Saturday, May 3, 2025
No menu items!
HomeSportsBob Baffert’s history of doping, cheating, and dead horses, explained for 2025...

Bob Baffert’s history of doping, cheating, and dead horses, explained for 2025 Kentucky Derby return

Bob Baffert’s shock of white hair has been a signature part of Triple Crown horse racing for decades. But to those that follow the sport closely, his decades of cheating, doping, denying, and litigating are his real calling card.

In March of 2020, Baffert wrote this op-ed in the Washington Post calling for federal regulation and the passage of the Horseracing Integrity and Safety Act. In the 13 months following publication, Bob Baffert Racing Stables horses tested positive for banned substances five times in three states, including Medina Spirit at the 2021 Kentucky Derby.

Despite crossing the finish line first, Medina Spirit was disqualified for doping and officially did not win the Run for the Roses. The horse then died on the track during a workout at Santa Anita seven months later. It added to Baffert’s record number of dead horses per race participated in through the years. The most successful trainer in history has been cited for doping-related offenses at least 29 times.

With Medina Spirit, Baffert blamed cancel culture, then possibly a groom at one of his tracks that urinated in the barn after drinking cough syrup. It wasn’t first time his grooms have been leveraged for their potential consumption.

In 2000, Nautical Look tested positive for morphine, and a member of stable staff was then repeatedly asked by Baffert to testify he was eating poppy seed bagels and muffins around the horse to explain the positive test. The groom left the stable instead. In 2020, he said an assistant in the barn had a patch for his back pain that triggered two additional positive tests. So, yes, we’re going on almost a quarter-century of everyone being at fault except the trainer, whose excuses go far beyond strained credulity.

In a sport of rogues, what Baffert has done is combine the most prized thoroughbred horses in the world with a veterinary program giving him as much plausible deniability as possible, and a legal arm that ensures his billable hours are as impressive as his wins.

He doesn’t just compete on the track, but in preliminary injunction hearings, regulatory hearings, courtrooms, and anywhere else he can deflect and deny what has been obvious for a generation; that he’ll push the limits and break rules in ways that endanger championship-level horses, regulations and rules be damned, much less the health of the animal.

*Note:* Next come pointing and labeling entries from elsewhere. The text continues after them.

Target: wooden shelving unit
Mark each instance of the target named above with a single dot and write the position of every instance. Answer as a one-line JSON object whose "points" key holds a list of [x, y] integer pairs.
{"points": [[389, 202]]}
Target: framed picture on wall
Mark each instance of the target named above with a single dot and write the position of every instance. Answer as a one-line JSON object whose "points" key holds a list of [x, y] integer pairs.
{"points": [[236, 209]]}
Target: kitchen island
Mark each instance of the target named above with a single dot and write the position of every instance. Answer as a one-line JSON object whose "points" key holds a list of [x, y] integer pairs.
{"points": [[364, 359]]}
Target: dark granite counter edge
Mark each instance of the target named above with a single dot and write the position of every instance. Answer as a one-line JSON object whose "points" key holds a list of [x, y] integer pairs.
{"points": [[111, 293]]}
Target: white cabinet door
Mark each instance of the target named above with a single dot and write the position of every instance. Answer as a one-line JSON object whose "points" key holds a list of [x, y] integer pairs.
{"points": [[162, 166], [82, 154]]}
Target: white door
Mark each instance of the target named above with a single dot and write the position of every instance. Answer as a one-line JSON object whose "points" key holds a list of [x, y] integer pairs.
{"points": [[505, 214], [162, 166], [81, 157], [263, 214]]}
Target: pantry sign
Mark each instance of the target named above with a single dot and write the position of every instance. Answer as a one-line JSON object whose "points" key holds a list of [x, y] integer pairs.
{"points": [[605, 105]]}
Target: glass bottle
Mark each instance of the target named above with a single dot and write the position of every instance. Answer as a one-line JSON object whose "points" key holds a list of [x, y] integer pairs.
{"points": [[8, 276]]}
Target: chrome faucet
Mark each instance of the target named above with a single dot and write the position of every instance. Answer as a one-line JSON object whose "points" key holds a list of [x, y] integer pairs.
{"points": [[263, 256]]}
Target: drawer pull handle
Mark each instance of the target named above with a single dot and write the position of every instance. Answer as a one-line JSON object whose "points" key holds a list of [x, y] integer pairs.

Now after a three-year suspension from all tracks owned by Churchill Downs Incorporated, Baffert is back in his usual barn in Louisville for the First Saturday in May. He first returned last November, after dropping litigation against CDI in January 2024. He’ll have Citizen Bull running in the first position. Rodriguez was going to run out of the fourth position, but was a late scratch on Thursday.

Baffert has 17 Triple Crown wins, including six at the Kentucky Derby, and by the numbers he is by far the most successful trainer of his era with over $320 million in prize money won. He’s captured the Triple Crown twice, with American Pharoah in 2015 breaking a 37-year drought by winning the three biggest races for three-year-olds in six weeks.

He did it again in 2018 with Justify, who was caught doping weeks before the Kentucky Derby in his qualifying race at Santa Anita, but Baffert and his team got those hearings moved behind closed doors. Justify never should have been allowed to compete in the first place. And if the New York Times didn’t dig, we’d never know how the California Horse Racing Board changed the rules on the fly to keep the bad PR away from a Triple Crown winning campaign.

On one cloudy Baltimore day in 2023, he had a horse filled with drugs that never should have been racing put down on the track, and then won the Preakness Stakes a couple hours later. It was just another day at the track for Baffert.

These are all things to remember when NBC interviews Baffert during their Saturday coverage of all the Derby Day races. And while there’s no doubt who the most successful trainer of his era is, the question is how much of his winning has been on the level. And how many horses have unnecessarily suffered and died while in his care to fuel those championships.

We’ll probably never know. But with decades of repeated missteps on his resume, we can continue to wonder how Baffert is still allowed to ply his trade anywhere. And how many more horses will die or suffer because of it.